In an incubator, accelerator or executive suite, the landlord assumes the financial and liability risks associated with multiple tenants sharing space. You avoid having to collaborate with other tenants on space requirements, tenant improvements and costs, selection criteria, timing and legal liability. As a result, these shared spaces tend to be more turnkey than sharing space under a direct lease — but you typically will pay a premium when you do the math on rent/square foot.
You may want to explore subleases, provided they fit your timeline and flexibility. You’ll be able to find sublease space at below-market rates, but your trade-offs will include limited or no flexibility on tenant improvements, renewal options and financial liability. Even though you are a sublessee, if the lessee has financial problems one year into a five-year lease, your options will be to relocate or assume the lease.
How much space do I need?
The rule of thumb has been decreasing from 200 to 250 square feet/person to as low as 100 to 150 square feet/person. Here are a few steps to ensure you’re looking at the right size office:
- Make headcount projections for the expected term of the lease. You should lease space so that around two-thirds or three-quarters of the way through the term, you start reaching the occupancy limit.
- Look for spaces that are more efficient, like rectangular spaces versus angled corners of a building. No two spaces with the same square footage are the same; floor plan and layout matter.
- Seek termination rights and expansion rights on contiguous space. Growing into adjacent space is far less disruptive to your business.
How do I narrow the search?
You’ll need to tour each of the viable options, which can be time-consuming. There are several key variables/criteria that can impact the quantity and quality of your space, and help refine your search to a manageable list:
Term. The longer your lease term, the more choices you will have. Yet the last thing any startup wants is to sign a five-year lease, only to realize in a year that the space doesn’t meet your needs. A good tenant representative will have relationships and direct communication with the landlords, property managers and leasing agents to identify the buildings and spaces that may have more flexible lease terms.
Be steadfast in your need to lease only for the length of term that suits you.
Price. Rather than focusing on rent per square foot, determine up front your budget for rent and office related costs: Parking, utilities, janitorial, relocation, tenant improvements, insurance, furniture and other office fees. Focusing only on the alternatives that don’t exceed your budget will help refine your search to a manageable list.
Layout. No two spaces with the same square footage are the same. For example, a 5,000 square foot rectangular space is much more efficient and will support more people than layouts with round or angled corners. Make sure the alternatives you select have layouts that support your business requirements.
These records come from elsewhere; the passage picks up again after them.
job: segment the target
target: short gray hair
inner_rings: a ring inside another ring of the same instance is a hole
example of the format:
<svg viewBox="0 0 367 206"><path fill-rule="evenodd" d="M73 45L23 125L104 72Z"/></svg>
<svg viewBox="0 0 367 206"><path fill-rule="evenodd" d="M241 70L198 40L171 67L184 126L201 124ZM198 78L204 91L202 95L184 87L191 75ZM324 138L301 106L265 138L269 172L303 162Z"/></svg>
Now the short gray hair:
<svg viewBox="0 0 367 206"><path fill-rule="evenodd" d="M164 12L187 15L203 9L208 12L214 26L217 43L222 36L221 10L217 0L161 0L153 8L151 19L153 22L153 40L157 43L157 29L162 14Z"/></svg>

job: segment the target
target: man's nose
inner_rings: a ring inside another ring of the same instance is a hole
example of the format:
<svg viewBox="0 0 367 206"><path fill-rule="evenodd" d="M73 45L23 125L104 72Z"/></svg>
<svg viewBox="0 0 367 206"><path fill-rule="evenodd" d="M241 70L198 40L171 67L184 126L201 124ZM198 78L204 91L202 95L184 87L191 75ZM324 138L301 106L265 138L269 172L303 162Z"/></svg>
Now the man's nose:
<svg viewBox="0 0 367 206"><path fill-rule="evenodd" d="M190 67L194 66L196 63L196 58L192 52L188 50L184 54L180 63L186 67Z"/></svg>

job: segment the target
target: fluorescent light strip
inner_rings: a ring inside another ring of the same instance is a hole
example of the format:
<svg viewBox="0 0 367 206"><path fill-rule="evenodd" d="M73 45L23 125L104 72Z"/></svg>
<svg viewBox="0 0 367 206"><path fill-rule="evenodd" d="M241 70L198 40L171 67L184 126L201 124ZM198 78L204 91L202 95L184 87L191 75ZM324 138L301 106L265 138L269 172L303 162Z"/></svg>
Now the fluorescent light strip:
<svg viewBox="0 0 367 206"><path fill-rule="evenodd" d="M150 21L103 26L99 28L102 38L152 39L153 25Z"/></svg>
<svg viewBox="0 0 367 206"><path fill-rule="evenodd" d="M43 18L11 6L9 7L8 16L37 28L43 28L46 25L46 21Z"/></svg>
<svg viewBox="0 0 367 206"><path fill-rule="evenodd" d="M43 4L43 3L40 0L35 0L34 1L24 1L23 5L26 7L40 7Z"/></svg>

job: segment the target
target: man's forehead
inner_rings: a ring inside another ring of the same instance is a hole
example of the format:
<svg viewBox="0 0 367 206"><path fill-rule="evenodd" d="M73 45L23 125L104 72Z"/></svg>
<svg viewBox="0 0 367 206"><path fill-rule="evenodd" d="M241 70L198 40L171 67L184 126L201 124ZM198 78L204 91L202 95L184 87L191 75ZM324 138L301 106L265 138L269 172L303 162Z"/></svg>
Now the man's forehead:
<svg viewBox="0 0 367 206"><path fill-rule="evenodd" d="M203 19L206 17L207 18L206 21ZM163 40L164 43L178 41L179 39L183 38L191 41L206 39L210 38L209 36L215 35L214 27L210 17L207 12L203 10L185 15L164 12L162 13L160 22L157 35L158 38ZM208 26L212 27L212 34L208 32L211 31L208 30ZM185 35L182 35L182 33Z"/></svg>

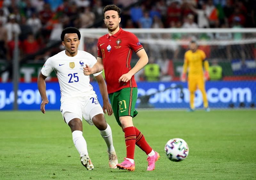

Amenities. A kitchen, break room, shared conference room, food options, transportation, parking ratios, security, high-speed internet, quality of bathrooms and even the number of electrical outlets can be differentiators between two similar space alternatives. If you identify the deal breakers, you’ll be able to refine your search.
What is the parking situation?
Really study the cost, access and the actual spaces your employees and customers will park in. If you ask a landlord about parking, you’ll usually get a ratio and a comment that, “There’s plenty of parking.” Before you sign a lease, you need to walk the parking lot, identify your parking spaces and count them. Stay away from buildings where parking is difficult or costly for your employees and customers.
How do I determine the right location for my office?
Make sure your key employees weigh in on the geographic boundaries for your search. Relocating is disruptive to everyone, and most employees will want to know whether or not the office is convenient for them. If you see clients in your office, consider whether or not the location boundaries are convenient for them as well.